When Under Armour (UA) CEO Kevin Plank first envisioned a performance based t-shirt to wear under his University of Maryland football pads, he couldn’t have anticipated how revolutionary such an item could be. Now that vision has turned into an S&P 500 company among one of the leaders in sports performance merchandisers. 

Plank, who was a public supporter of Donald J. Trump’s election campaign, admired the president’s pro-business mindset for the U.S. Despite his previous admiration, he and two other CEOs left Trump’s manufacturing council late Monday evening, which resulted in the president ending the council altogether. The president’s inability to condemn the racist attacks in Charlottesville over the weekend reportedly impacted the businesses' decisions. But in retrospect, Plank’s company has needed internal changes anyway. 
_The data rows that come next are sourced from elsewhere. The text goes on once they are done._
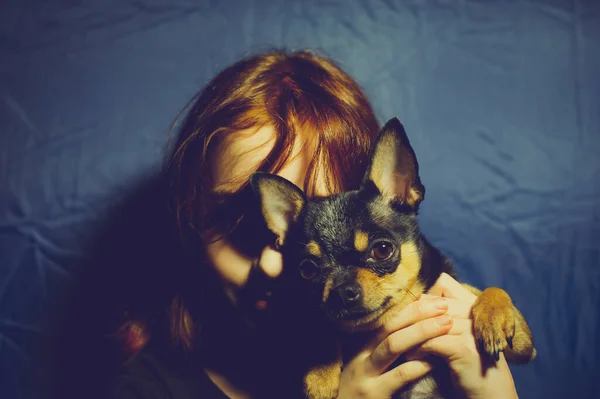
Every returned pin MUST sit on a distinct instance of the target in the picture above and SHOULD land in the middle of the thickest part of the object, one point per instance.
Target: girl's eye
(382, 250)
(309, 269)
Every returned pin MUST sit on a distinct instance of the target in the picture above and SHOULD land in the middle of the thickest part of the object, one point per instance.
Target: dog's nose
(349, 294)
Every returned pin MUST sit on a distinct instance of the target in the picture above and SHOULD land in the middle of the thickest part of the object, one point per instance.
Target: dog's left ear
(281, 202)
(394, 169)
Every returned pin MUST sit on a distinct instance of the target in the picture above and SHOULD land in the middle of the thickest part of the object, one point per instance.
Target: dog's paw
(494, 322)
(322, 382)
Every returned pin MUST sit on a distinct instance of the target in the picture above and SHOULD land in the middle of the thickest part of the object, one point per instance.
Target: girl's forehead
(241, 152)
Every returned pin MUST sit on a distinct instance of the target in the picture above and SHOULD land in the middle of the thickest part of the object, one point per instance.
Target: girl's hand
(458, 348)
(368, 374)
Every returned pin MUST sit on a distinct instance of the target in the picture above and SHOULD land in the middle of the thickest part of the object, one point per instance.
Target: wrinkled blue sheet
(501, 100)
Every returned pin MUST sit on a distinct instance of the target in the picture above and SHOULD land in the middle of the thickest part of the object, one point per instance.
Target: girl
(302, 117)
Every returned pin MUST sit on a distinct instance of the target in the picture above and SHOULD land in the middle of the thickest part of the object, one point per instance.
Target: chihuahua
(353, 259)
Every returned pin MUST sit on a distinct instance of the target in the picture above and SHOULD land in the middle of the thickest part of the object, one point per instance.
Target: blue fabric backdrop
(501, 100)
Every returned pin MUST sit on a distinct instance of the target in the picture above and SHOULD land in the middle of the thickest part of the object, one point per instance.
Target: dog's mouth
(359, 316)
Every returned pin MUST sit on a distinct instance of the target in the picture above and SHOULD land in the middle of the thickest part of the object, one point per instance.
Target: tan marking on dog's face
(369, 282)
(396, 285)
(413, 197)
(314, 249)
(327, 290)
(361, 241)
The Maryland native and Terps alum has grown UA into a multi-billion dollar corporation, after installing a shirt in the mid to late 90’s that wiped perspiration from one's skin. The third musketeer of the ‘Big 3’ sports apparel brands has been struggling over the last 12 months though. In fact, it was the lowest performing stock in the S&P 500 at the beginning of August. With its stock trending downward during this fiscal year, at nearly 49%, consumers are worried about UA. The company is now cutting 2% of its jobs, and half of these cuts are coming directly from its headquarters in Baltimore, according to a spokeswoman with UA. 

First off, UA’s partnership with Kohl’s hasn’t helped to revitalize the stock. Plus top competitor Adidas recently made history with Major League Soccer (MLS), too. The real reason behind this decline and shift in the brand’s focus comes from a meeting in April that not only left UA out to dry, but also Nike and Adidas. The sports apparel franchises missed out on the type of player who would be a sponsorship steal. It wasn’t Stephen Curry, Kyrie Irving or even Russell Westbrook, but Lonzo Anderson Ball. 
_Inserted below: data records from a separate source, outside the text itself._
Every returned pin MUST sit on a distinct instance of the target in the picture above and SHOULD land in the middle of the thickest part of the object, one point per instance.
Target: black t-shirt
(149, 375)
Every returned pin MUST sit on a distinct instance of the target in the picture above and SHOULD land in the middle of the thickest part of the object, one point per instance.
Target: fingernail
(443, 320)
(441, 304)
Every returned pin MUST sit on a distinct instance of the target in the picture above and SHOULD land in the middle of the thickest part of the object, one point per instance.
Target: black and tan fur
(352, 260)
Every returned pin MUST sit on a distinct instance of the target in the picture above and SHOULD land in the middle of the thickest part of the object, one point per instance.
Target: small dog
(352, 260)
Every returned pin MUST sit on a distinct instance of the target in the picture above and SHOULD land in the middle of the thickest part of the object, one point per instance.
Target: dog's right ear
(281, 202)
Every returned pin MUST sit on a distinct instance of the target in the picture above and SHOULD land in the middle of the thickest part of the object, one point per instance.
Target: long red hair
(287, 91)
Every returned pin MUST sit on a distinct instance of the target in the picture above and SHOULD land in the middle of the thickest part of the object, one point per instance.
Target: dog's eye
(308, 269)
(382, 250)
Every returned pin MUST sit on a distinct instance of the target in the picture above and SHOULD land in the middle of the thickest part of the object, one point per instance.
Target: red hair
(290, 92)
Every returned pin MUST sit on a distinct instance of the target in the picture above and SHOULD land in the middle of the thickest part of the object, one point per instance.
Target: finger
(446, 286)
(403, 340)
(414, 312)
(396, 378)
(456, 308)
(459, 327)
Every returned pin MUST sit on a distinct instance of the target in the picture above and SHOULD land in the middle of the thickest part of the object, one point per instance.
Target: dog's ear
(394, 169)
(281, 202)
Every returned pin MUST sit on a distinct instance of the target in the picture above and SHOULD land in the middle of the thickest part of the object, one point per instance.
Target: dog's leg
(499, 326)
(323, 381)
The Los Angeles Lakers #2 overall pick in the NBA Draft was the most-coveted professional hoops prospect this year. The Lakers franchise not only received a once in a generation talent, but it also captured the family brand that came with it. Lonzo’s brand was started by his father Lavar who is undoubtedly more ‘Hollywood’ than his 19-year-old son with a lauded skillset.

The Big Baller Brand (BBB) was Lavar’s plan to crush the NCAA, which categorizes its players as amateurs unable to use his/her name or picture to endorse a commercial product. The Ball family brand is fully stocked with t-shirts, sweats, caps, and also the once highly-anticipated signature shoe. The strategy behind the company’s movement is to accomplish a feat neither basketball greats Lebron James or Kobe Bryant ever did before turning pro: rock his own pair of sneakers.

As the BBB’s shoe drew headlines for its price tag, sports manufacturers surely took notice. All three mega-companies (Adidas, Nike, and UA) offered Lonzo $10 Million to have his own shoe deal, yet the elder Ball declined due to his desire for a co-brander and not an endorsement deal. With UA’s most recent 2% decrease in shoe sales, the insufferable genius displayed once again by Lavar is contributing directly to its losses in the stock market. It missed the opportunity to partner with the player some are comparing to Magic Johnson, and his soon to be competitive brand. 

In 1996, someone took a chance on Kevin Plank’s battle-proof undershirts making he/she look like an expert investor. Now Plank is attempting to redeem his company's reputation with its recent move. 

If sports apparel companies like UA were really smart, they’d get their head in the game and become a ‘big baller.’